Move closer to patients and physicians
CGT companies will need to work hard to reengage with HCPs, and digital tools and capabilities will be the cornerstones of those efforts. A survey found that 43 percent of physicians said they would have far fewer face-to-face meetings with pharmaceutical-company reps after the COVID-19 crisis.8 CGT companies are already responding. One-third of those in our survey say their field teams are now working differently, spending less time on the road. Many are also accelerating the rollout of tools for virtual engagement and looking at new ways to disseminate educational material.
In addition, companies will need to double down on efforts to support patients seeking access to CGT or undergoing treatment, bearing in mind that the future in that area is digital, too: digital tools can ease patient burdens and build reliance. Integrated support across the entire patient journey is the goal, providing help in determining eligibility for treatment, securing treatment access, initiating therapy, and managing and monitoring disease progression and therapy. Solutions could include financial-planning tools (to provide options for addressing funding shortfalls and accurate, real-time pictures of a patient’s out-of-pocket costs) and innovative services that help patients get started on their treatments—for example, 24-hour availability to deliver an at-home starter package and adherence tools, such as digitally enabled physical tracking from day one.
The CGT industry is in unchartered territory, facing its first-ever crisis. Many companies have been forced to change the ways they operate and to introduce innovative and more efficient processes. In some respects, the COVID-19 crisis has accelerated changes that were afoot, such as the broader use of telemedicine and the application of advanced analytics. The pandemic has also supercharged innovation. Concerted efforts to develop RNA-based COVID-19 vaccines could demonstrate proof of concept of RNA platforms within months, accelerating progress in some gene therapies.

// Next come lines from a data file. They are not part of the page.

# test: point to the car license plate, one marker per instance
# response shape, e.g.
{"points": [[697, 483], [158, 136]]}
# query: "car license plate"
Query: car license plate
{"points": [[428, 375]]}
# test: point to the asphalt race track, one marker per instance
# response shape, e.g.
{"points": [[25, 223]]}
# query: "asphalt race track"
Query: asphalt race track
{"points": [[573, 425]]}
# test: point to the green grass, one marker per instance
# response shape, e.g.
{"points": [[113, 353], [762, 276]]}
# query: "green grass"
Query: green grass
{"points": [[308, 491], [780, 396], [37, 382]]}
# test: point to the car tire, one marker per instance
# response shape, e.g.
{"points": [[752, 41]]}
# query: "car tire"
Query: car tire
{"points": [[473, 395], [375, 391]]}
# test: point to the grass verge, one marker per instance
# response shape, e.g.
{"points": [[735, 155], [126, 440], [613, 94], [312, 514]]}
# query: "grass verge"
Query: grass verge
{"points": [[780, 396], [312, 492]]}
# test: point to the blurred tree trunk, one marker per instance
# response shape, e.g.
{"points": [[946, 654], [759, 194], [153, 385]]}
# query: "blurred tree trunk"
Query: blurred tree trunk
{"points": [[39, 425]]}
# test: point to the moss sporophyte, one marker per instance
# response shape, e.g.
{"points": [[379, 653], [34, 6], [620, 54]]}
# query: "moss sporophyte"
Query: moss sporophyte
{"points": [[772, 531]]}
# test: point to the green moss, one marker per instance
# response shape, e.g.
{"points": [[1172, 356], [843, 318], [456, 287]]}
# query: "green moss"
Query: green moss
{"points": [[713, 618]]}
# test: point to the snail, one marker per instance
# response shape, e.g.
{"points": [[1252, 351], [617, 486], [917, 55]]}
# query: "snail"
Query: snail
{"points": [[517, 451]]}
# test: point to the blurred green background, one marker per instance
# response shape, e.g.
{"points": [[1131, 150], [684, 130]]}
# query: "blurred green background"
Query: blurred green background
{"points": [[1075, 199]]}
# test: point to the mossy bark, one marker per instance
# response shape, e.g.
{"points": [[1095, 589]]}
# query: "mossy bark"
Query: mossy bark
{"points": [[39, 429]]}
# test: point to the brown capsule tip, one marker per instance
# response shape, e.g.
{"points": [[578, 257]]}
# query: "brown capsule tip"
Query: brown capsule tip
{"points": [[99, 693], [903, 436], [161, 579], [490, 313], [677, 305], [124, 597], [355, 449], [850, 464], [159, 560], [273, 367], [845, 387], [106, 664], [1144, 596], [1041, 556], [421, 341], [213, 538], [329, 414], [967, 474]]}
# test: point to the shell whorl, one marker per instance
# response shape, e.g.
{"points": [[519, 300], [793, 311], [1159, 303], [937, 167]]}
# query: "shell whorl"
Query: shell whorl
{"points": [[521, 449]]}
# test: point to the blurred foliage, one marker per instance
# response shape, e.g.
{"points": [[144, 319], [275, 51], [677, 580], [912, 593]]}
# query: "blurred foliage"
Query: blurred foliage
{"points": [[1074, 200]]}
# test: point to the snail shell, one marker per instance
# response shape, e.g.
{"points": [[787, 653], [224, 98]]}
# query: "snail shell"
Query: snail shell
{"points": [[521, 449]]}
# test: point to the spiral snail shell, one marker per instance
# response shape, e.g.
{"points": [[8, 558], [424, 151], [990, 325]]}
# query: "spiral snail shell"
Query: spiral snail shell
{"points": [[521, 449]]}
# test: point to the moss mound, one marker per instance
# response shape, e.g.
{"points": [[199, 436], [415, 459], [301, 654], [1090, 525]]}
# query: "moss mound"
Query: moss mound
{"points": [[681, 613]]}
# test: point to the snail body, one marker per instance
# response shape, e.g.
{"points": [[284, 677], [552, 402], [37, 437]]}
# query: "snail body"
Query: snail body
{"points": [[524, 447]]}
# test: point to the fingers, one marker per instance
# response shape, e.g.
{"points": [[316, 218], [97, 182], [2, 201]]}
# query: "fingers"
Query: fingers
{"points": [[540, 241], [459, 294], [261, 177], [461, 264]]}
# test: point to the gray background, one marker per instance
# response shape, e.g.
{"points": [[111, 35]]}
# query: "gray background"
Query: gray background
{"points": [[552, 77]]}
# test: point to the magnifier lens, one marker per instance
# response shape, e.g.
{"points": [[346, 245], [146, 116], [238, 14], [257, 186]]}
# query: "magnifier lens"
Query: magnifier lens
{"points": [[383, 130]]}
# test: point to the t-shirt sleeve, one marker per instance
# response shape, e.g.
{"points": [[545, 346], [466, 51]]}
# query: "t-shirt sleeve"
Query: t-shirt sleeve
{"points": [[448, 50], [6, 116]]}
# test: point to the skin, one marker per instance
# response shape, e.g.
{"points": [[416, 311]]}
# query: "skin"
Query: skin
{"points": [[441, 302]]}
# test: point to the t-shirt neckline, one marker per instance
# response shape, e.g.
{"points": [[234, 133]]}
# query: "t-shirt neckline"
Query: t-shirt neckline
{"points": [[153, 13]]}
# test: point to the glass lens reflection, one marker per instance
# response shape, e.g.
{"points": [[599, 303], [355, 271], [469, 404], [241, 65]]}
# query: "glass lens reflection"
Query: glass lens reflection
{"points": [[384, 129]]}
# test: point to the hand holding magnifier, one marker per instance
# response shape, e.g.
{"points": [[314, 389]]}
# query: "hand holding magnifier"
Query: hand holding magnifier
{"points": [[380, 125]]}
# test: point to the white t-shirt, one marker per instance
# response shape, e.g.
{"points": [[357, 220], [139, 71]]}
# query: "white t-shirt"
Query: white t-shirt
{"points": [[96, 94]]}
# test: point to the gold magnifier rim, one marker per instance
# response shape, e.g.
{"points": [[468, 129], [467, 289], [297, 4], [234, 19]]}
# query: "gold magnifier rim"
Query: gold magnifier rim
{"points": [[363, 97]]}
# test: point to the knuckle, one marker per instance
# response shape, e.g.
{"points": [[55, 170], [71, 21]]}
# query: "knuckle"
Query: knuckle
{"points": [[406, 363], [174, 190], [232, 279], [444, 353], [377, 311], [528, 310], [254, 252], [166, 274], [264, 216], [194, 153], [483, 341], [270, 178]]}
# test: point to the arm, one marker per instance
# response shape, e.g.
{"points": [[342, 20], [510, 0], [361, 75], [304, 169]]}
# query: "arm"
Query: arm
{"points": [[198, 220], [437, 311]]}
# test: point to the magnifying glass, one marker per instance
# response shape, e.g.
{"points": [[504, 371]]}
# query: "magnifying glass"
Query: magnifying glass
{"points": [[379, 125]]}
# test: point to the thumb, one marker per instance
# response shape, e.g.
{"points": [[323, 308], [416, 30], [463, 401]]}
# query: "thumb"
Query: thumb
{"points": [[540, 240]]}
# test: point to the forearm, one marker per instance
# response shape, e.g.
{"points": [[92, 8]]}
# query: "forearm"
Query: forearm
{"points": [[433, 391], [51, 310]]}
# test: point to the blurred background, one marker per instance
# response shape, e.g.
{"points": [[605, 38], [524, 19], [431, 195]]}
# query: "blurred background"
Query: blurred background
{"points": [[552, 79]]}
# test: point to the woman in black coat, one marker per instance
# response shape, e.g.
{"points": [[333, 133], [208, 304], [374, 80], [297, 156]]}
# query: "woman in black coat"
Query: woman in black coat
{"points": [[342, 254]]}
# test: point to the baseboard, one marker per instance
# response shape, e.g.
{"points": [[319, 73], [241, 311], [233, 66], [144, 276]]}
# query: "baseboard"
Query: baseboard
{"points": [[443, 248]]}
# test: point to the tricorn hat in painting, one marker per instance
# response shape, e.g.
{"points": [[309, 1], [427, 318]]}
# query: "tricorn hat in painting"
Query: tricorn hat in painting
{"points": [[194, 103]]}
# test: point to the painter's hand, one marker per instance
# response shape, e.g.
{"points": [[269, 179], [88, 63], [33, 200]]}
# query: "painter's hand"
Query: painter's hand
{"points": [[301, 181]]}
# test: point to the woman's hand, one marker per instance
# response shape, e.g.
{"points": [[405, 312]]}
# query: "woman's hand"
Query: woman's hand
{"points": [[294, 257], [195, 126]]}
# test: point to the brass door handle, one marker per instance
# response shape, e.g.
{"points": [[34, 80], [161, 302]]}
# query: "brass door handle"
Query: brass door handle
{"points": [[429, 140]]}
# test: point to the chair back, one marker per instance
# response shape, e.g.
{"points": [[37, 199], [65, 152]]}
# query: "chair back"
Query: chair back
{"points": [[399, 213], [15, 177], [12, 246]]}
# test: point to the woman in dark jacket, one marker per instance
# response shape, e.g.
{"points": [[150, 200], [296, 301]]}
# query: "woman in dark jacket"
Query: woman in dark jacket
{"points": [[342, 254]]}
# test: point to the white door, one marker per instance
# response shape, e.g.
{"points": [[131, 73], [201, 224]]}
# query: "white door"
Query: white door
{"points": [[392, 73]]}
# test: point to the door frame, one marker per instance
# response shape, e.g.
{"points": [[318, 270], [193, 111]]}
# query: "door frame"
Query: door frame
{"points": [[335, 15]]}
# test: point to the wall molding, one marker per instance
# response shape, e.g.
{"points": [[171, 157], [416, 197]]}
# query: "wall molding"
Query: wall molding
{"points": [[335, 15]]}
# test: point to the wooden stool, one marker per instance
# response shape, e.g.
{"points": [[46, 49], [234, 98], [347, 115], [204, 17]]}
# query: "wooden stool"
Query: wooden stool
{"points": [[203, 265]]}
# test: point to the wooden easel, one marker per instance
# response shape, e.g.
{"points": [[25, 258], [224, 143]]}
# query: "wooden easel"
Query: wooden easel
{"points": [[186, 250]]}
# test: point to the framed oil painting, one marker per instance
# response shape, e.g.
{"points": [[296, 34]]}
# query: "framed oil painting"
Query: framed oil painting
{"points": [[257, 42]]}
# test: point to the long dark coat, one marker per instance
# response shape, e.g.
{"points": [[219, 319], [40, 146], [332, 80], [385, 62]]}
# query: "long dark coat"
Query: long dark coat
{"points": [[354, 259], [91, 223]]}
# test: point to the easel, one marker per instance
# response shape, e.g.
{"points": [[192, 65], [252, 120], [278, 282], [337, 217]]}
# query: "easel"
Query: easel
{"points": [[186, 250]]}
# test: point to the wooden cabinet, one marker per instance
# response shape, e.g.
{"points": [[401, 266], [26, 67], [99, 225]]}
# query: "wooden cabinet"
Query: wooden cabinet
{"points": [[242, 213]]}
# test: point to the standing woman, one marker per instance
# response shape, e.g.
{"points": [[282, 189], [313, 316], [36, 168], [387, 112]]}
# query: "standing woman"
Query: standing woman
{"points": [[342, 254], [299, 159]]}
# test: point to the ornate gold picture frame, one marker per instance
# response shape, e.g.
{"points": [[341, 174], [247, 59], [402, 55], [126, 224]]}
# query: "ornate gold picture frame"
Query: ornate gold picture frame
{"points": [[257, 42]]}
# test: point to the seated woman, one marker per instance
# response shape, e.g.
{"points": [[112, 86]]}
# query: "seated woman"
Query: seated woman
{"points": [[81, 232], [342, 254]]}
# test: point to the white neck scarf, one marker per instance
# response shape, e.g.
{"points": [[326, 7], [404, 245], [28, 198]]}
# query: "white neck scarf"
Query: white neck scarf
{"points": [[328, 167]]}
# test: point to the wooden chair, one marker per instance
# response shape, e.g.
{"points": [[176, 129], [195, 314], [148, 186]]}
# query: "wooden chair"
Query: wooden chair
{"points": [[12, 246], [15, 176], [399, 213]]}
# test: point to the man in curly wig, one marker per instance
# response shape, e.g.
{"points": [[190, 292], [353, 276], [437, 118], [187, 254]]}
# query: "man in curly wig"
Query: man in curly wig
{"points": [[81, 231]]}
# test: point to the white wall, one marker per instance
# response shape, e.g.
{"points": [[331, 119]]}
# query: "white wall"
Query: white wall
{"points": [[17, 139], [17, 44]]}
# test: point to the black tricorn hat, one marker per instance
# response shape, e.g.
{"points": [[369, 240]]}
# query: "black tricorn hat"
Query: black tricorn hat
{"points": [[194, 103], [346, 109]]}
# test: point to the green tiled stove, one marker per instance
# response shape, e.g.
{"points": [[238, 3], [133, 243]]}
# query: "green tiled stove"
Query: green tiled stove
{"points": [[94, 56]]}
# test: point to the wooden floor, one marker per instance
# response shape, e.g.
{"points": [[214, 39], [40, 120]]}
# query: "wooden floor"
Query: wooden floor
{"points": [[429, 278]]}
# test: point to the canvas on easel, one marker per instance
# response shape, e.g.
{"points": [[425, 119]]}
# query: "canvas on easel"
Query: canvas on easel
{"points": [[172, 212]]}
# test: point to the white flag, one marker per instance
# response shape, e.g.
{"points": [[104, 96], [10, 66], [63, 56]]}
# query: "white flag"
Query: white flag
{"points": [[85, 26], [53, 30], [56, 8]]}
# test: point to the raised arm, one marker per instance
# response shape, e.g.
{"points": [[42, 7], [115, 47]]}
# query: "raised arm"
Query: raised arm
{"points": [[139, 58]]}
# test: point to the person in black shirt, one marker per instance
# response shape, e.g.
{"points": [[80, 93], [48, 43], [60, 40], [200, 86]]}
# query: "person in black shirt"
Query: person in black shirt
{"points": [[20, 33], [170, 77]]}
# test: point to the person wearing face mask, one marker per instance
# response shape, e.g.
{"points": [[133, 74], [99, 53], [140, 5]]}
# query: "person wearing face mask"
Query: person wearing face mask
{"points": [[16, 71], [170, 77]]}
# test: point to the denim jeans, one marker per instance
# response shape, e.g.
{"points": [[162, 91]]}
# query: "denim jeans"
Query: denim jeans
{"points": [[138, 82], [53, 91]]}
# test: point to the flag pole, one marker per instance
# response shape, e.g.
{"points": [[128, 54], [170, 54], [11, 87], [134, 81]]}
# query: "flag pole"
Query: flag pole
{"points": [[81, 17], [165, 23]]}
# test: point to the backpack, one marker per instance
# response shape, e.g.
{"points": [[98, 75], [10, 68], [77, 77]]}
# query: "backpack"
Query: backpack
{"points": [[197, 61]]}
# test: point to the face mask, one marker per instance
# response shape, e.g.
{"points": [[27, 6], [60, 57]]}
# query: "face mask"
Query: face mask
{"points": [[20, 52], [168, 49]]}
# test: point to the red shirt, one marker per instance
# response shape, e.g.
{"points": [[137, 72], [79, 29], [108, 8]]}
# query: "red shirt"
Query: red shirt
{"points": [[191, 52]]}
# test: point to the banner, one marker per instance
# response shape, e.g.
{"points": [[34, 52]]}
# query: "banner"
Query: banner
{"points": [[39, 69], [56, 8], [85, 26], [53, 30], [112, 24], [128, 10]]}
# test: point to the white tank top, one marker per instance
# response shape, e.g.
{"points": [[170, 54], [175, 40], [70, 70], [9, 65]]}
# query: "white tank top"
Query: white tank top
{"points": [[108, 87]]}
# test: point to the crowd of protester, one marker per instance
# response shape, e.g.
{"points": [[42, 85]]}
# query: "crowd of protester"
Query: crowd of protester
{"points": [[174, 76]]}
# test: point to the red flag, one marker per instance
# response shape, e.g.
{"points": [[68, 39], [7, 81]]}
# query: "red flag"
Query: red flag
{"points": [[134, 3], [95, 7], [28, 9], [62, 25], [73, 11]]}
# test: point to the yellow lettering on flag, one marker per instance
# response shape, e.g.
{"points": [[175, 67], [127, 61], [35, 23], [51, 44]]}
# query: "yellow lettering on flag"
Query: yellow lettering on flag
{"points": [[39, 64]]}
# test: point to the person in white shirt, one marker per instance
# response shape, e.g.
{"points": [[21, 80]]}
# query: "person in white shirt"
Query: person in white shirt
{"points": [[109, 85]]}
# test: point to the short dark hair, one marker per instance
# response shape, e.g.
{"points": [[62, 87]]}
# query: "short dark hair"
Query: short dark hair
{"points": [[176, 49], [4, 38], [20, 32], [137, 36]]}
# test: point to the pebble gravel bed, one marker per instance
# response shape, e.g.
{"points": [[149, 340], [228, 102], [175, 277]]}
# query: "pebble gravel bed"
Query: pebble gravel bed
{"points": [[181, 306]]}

For the time being, most CGT companies do not foresee a major shift in their portfolio strategies. But there is little doubt that some may need to reassess the value of individual assets if funding becomes tight, investing less in some areas and accelerating the development of others. And now, more than ever before, CGT companies will need to demonstrate that the costs of their treatments are offset by the outcomes and long-term, measurable patient benefits.
While the pandemic has highlighted the importance of R&D in the biopharmaceutical industry and sparked public debate about how it should be funded, the fact remains that funding for healthcare systems will probably come under pressure as lockdown-driven recessions begin to bite. Emerging and costly technologies could suffer as result, and the likelihood of price scrutiny by regulators is high. CGT companies still have the potential to be successful and deliver life-changing treatments to large numbers of patients. Companies that act quickly will be the ones that turn the current unprecedented challenge into a unique opportunity to make themselves more efficient and more resilient to whatever the future might hold.